Yesterday afternoon I watched the Palmer
circus press conference where he more or less announced that he would agree to the repeal of the carbon tax, but only on condition that all savings are passed back to consumers, and that the Parliament legislates that Australia will participate in a future international ETS. In the meantime he would be voting against “direct action”.
At least that was my understanding of what he said – The Australian has the same impression.
My understanding of “direct action” has always been that it is a stop-gap measure between ending the carbon tax and participating in an international scheme (whatever that might be) – being seen to do something, but not actually doing much.
Yesterday’s announcement translates into:
We’re going to do nothing, until everyone else does something.
That has been my position all along, so well done Clive.
In the meantime Clive Palmer managed to get Al Gore to stand next to him and more or less provide legitimacy to a policy that Gore would abhor if he understood what Palmer has just done.

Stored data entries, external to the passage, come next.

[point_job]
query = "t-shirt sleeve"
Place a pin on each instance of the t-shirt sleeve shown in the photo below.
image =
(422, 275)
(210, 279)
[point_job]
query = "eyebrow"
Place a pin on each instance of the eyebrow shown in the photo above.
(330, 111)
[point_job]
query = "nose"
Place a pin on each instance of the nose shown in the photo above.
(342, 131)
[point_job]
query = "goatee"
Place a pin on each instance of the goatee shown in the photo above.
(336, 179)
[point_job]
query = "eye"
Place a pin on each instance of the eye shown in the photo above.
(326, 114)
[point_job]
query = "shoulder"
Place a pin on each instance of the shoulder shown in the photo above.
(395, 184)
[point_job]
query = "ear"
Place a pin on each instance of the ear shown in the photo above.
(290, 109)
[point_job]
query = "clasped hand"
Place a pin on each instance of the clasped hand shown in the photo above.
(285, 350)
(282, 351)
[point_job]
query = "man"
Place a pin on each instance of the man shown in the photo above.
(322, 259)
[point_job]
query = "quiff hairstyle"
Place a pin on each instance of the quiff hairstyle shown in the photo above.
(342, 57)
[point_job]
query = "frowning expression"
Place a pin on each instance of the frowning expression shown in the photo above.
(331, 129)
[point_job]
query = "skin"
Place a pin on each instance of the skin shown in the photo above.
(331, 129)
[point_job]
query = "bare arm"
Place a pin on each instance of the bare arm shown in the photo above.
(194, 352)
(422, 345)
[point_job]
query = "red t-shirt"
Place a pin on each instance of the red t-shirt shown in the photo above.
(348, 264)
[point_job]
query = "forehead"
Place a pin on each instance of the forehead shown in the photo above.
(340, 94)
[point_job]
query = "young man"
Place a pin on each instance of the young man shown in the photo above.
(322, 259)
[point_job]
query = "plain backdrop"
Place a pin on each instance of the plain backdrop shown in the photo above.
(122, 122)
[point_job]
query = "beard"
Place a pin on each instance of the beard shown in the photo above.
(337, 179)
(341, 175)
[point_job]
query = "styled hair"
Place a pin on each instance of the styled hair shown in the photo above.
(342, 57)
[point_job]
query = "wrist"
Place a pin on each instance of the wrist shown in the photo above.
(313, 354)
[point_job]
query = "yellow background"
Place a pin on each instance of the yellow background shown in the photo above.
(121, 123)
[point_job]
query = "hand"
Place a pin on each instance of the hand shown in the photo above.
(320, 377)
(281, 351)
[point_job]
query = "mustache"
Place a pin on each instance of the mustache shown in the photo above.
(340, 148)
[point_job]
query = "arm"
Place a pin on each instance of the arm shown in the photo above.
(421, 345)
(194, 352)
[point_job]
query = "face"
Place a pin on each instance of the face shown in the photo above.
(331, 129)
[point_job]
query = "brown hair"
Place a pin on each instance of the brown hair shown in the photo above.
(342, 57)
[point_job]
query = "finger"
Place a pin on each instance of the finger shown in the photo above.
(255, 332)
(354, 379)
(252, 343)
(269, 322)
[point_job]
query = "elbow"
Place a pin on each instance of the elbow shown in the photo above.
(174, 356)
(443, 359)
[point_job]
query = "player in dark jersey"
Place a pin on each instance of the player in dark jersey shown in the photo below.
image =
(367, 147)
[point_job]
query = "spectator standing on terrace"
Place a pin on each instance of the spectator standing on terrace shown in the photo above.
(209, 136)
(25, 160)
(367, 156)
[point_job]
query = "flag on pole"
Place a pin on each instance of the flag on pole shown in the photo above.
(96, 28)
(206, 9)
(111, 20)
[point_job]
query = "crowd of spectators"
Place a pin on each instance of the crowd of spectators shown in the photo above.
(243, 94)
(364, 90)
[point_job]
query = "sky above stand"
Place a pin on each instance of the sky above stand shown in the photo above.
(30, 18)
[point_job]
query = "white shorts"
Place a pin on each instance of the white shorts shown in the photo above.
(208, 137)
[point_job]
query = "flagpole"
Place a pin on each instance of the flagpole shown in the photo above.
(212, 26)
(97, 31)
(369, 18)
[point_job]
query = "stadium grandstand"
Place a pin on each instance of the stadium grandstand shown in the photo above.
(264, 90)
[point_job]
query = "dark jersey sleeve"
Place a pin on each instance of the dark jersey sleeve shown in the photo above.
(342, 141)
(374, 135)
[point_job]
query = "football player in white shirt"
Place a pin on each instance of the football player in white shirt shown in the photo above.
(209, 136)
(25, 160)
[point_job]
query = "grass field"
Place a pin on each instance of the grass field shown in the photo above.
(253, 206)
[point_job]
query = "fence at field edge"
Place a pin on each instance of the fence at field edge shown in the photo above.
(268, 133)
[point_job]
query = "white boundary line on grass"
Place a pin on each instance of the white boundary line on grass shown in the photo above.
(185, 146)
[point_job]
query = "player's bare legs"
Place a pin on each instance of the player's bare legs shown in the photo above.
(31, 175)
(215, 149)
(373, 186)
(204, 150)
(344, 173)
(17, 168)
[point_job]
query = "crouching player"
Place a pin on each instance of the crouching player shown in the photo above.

I think Jonathan Green summed it up:
Guessing that al gore is now available for birthday parties, hens nights, etc
— Jonathan Green (@GreenJ) June 25, 2014
All very strange – but in one sense it lets everyone back away from the carbon tax with their dignity intact (except the Greens, but then they have no dignity). The tax is repealed, direct action never happens, and we agree to participate in an international scheme (something both major parties in Canberra would have done anyway) if and when it ever happens.